Sanitizing HTML

skx has asked for the wisdom of the Perl Monks concerning the following question:

As part of a online forum I'm setting up I need to display user submitted content, which is stored in a database and then displayed.

Because the site uses cookies for authentification, and as a general preventative measure I wish to strip out dangerous tags, javascript, images etc.

I think that I would be safe just leaving a minimal subset of HTML, such as the following tags P, B, I, A (with only a subset of attributes, HREF and TITLE for example).

I realise that a regular expression approach is unlikely to be workable, so my two choices seem to be HTML::Sanitizer and HTML::Scrubber.

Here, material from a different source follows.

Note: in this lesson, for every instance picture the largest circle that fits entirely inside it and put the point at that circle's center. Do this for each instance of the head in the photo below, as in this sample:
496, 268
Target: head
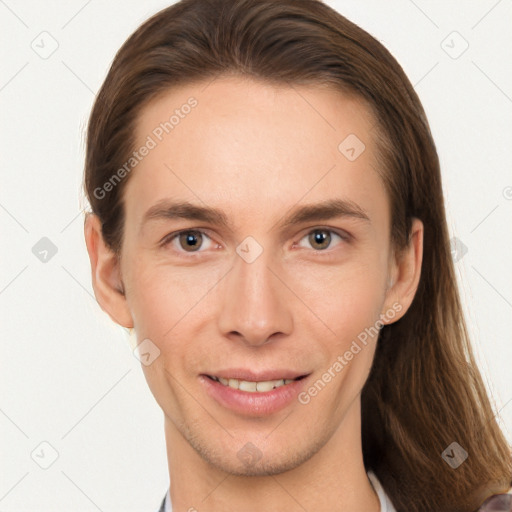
252, 115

Both of these will do the job, without too much effort. (I'm still suprised this isn't done here on the home nodes, maybe its a hard thing to do efficiently? Either that or its not yet been considered important enough)

As they do a real parse of the HTML they rely upon the various parsing modules, HTML::Tree and HTML::Parser respectively.

Is there another approach I'm missing, with less dependencies? Or a simpler system I could use instead?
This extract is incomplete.